His favorite spots to capture spectacular images of waves were, and still are, at Black’s Beach, where many photographers from well-known surfing magazines also hung out to take photos. Frankel showed his photos to some of the photographers, who then encouraged Frankel to submit his photos to magazines.
The first magazines to publish his photos were Surfer Magazine and The Surfer’s Journal. Since then, Frankel’s images have also graced the pages of Surfing Magazine, Longboard Magazine, Surfer’s Path (Europe), Pacific Longboard (Australia) and Nalu (Japan).
The Waves of San Diego
“Coast Blvd. La Jolla”
Frankel enjoys taking photos at Black's Beach and the La Jolla's reef breaks due to its dynamic character.
"Black's is known as a world-class surf break.
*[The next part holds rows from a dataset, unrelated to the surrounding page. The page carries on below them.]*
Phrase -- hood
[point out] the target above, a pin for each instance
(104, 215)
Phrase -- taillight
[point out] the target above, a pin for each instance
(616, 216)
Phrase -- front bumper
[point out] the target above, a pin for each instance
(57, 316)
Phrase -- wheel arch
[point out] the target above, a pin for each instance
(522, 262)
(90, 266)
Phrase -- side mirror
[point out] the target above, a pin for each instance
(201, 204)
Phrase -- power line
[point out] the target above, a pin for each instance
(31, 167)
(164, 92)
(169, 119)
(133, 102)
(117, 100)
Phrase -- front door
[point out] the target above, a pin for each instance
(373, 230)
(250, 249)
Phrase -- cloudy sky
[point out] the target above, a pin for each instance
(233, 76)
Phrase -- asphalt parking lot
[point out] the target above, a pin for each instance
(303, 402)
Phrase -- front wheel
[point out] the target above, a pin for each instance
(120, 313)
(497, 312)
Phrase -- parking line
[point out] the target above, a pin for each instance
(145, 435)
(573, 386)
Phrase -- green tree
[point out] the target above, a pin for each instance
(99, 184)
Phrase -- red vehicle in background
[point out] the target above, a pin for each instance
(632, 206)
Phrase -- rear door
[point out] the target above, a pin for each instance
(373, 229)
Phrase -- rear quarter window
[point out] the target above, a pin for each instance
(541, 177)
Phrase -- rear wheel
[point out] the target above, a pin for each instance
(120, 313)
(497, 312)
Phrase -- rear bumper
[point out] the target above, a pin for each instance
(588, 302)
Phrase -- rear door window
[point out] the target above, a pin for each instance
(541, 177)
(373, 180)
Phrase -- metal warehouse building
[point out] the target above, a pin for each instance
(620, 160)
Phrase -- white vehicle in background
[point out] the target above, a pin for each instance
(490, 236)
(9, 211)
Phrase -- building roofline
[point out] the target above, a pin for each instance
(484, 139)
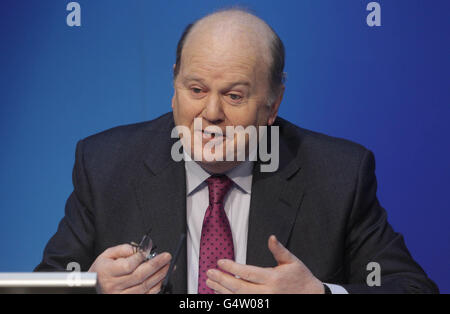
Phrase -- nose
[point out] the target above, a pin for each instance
(213, 111)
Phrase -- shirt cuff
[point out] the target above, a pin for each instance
(336, 289)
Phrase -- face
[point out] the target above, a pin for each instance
(220, 83)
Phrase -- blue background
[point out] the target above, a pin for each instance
(386, 88)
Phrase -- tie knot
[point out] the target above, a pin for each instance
(218, 186)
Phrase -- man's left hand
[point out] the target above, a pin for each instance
(289, 277)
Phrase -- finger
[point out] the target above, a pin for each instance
(218, 289)
(249, 273)
(280, 253)
(149, 284)
(146, 270)
(231, 283)
(156, 289)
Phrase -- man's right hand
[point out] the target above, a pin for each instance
(120, 270)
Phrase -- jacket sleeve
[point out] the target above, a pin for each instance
(370, 238)
(74, 239)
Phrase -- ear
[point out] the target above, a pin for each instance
(275, 106)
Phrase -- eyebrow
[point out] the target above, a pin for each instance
(198, 79)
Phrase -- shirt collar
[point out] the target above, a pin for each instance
(241, 175)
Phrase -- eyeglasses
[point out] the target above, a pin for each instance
(145, 247)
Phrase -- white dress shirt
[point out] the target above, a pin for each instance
(237, 208)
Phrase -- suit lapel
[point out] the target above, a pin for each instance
(275, 203)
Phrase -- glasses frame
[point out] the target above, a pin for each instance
(145, 247)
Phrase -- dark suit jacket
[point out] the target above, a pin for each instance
(321, 204)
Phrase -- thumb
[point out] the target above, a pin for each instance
(119, 251)
(279, 252)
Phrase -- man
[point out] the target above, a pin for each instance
(314, 221)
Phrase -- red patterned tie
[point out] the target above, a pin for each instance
(216, 241)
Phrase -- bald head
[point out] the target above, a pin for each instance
(229, 32)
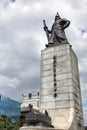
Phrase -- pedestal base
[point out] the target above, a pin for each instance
(36, 128)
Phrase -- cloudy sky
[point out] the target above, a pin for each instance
(22, 38)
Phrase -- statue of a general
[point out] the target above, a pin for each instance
(57, 35)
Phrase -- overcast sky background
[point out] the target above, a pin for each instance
(22, 38)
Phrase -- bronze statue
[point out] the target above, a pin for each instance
(57, 35)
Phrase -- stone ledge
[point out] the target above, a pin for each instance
(38, 128)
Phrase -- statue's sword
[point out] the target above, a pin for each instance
(47, 33)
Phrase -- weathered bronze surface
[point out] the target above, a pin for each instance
(57, 35)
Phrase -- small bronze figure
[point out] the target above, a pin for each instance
(57, 35)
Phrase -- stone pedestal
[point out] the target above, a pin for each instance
(60, 92)
(36, 128)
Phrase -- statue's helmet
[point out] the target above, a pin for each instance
(57, 16)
A lot of people come to surf there...There's this tremendous submarine canyon that has a great influence on the waves. On a big swell, they typically come in at a third larger than any of the other beaches around. It also changes angles of the waves. They come in at these crazy angles and it produces amazing surf a few times a year."
However, Frankel does come across some challenges in shooting at the secluded beach, which is part of Torrey Pines State Park.
“Shooting Black’s is challenging because the sun is frequently behind the waves and it’s shining in your face. The surf is big and there’s mist that always gets backed up against the cliffs. You don’t always have a clear shot from the beach. There are gorgeous trails that lead down the cliff where you can shoot from.”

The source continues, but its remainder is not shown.